Apollo 8 is considered one of NASA’s most daring missions. It marked only the third flight of a gargantuan Saturn 5 rocket, the first flight of the booster to carry a crew and the first mission to carry humans beyond low-Earth orbit.
“It was his legendary work to establish mission control as we know it for the earliest crewed space flights that perhaps most strongly advanced our journey of discovery,” Bridenstine said. “From that home base, America’s achievements in space were heard across the globe, and our astronauts in space were anchored to home even as they accomplished unprecedented feats.”
Born Feb. 28, 1924, in Phoebus, Virginia, Kraft earned a bachelor’s degree in aeronautical engineering from Virginia Tech in 1944 and joined the National Advisory Committee for Aeronautics, or NACA, the precursor to NASA. He later was assigned to the Space Task Group that spearheaded development of NASA’s Mercury program.
According to his book “Flight: My Life In Mission Control,” Kraft said his boss Chuck Matthews told him to “come up with a basic mission plan. You know, the bottom-line stuff on how we fly a man from a launch pad into space and back again. It would be good if you kept him alive.”

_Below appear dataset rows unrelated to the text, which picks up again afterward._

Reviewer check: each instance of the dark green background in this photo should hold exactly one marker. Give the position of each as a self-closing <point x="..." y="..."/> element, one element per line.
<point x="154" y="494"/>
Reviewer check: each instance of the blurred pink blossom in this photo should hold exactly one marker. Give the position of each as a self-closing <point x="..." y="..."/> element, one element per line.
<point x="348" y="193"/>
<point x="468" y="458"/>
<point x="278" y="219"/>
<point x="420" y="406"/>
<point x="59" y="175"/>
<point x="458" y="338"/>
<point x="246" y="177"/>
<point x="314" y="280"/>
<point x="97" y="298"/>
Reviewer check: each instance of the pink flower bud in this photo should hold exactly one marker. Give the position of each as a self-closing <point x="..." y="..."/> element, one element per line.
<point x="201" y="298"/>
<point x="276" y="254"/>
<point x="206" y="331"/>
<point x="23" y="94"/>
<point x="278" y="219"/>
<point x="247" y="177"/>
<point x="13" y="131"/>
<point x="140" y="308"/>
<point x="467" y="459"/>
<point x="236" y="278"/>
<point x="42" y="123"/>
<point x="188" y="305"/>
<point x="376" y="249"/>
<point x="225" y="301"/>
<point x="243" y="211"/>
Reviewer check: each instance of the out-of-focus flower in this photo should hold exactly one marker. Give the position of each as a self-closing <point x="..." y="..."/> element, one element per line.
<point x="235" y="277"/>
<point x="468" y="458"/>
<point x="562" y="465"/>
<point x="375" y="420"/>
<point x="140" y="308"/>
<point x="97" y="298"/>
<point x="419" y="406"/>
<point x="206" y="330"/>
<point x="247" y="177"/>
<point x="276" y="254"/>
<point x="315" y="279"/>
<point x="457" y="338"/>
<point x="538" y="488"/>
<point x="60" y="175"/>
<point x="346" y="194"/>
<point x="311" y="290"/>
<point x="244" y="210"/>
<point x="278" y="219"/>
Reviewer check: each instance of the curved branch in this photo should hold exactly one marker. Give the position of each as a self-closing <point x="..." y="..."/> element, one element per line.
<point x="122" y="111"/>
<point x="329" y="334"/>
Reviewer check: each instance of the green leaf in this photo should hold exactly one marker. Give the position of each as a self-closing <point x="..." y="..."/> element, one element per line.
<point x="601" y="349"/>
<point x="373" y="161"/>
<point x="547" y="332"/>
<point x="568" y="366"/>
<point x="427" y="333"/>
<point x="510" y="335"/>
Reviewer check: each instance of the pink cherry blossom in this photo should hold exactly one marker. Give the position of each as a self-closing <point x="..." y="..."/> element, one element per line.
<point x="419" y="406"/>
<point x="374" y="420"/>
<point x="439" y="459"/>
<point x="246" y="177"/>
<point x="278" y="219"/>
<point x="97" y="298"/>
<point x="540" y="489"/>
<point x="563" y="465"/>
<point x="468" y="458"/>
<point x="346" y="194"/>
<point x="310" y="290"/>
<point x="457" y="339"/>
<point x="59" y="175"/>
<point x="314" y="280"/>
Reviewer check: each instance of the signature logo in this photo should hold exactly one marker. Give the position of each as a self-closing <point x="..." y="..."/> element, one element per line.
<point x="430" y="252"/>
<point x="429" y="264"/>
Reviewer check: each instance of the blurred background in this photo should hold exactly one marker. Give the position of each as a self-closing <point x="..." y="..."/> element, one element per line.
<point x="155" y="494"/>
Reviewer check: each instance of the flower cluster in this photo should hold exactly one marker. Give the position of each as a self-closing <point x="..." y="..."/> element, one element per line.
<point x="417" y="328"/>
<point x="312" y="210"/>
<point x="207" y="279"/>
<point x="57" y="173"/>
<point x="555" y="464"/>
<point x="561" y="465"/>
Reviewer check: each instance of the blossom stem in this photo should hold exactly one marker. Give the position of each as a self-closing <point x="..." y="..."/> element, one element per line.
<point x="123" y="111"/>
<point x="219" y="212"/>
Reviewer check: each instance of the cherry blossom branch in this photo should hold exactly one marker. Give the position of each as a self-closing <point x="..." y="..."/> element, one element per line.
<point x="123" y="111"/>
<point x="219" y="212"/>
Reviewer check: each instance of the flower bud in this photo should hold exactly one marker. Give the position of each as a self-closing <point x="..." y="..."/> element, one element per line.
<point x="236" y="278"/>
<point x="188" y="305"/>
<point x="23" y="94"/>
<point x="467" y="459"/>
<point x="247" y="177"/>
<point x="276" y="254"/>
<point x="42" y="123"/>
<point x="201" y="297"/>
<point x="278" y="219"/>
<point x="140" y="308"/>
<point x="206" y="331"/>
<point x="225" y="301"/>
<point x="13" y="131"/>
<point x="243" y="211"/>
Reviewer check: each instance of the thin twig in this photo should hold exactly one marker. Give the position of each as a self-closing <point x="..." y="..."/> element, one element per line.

The mission control concept developed by Kraft called for a team of experts, focused on specific systems and subsystems, coordinated by a director, and all following a set of previously thought-out rules and procedures designed to handle virtually any eventuality.
“I saw a team of highly skilled engineers, each one an expert on a different piece of the Mercury capsule,” he wrote. “We’d have a flow of accurate telemetry data so the experts could monitor their systems, see and even predict problems, and pass along instructions to the astronaut.”
Kraft served as flight director for all six of the original one-man Mercury missions and seven of the 10 two-man Gemini flights that perfected the rendezvous and spacewalk techniques needed for the Apollo moon program. He served as director of flight operations until the Apollo 13 mission when he became deputy director of the Johnson Space Center.
He took over as director in 1972 and held the post until 1982, overseeing the center through the initial development of the space shuttle. He retired from NASA in 1982, but remained active as a consultant and NASA advisor. Appropriately enough, mission control at the Johnson Space Center was renamed in Kraft’s honor in 2011.
Always outspoken, in an interview for a NASA oral history project, Kraft described the space shuttle as the safest spacecraft ever built despite the booster O-ring failure that doomed the Challenger in 1986 and the foam debris that brought down Columbia in 2003.
“We had two failures, which were catastrophic. Both were the fallacies of man, not the fallacies of the machine,” he said. “(Challenger) was a failure of the human brain, not of the machine. We should have fixed it. Same is true of the debris. Eventually they were playing Russian roulette.
“So take what Chris Kraft says with a grain of salt. I say the machine has never really failed. There is no rocket, even with those two failures, that has the success rate of the space shuttle. It’ll be a cold day in hell when that is improved on.”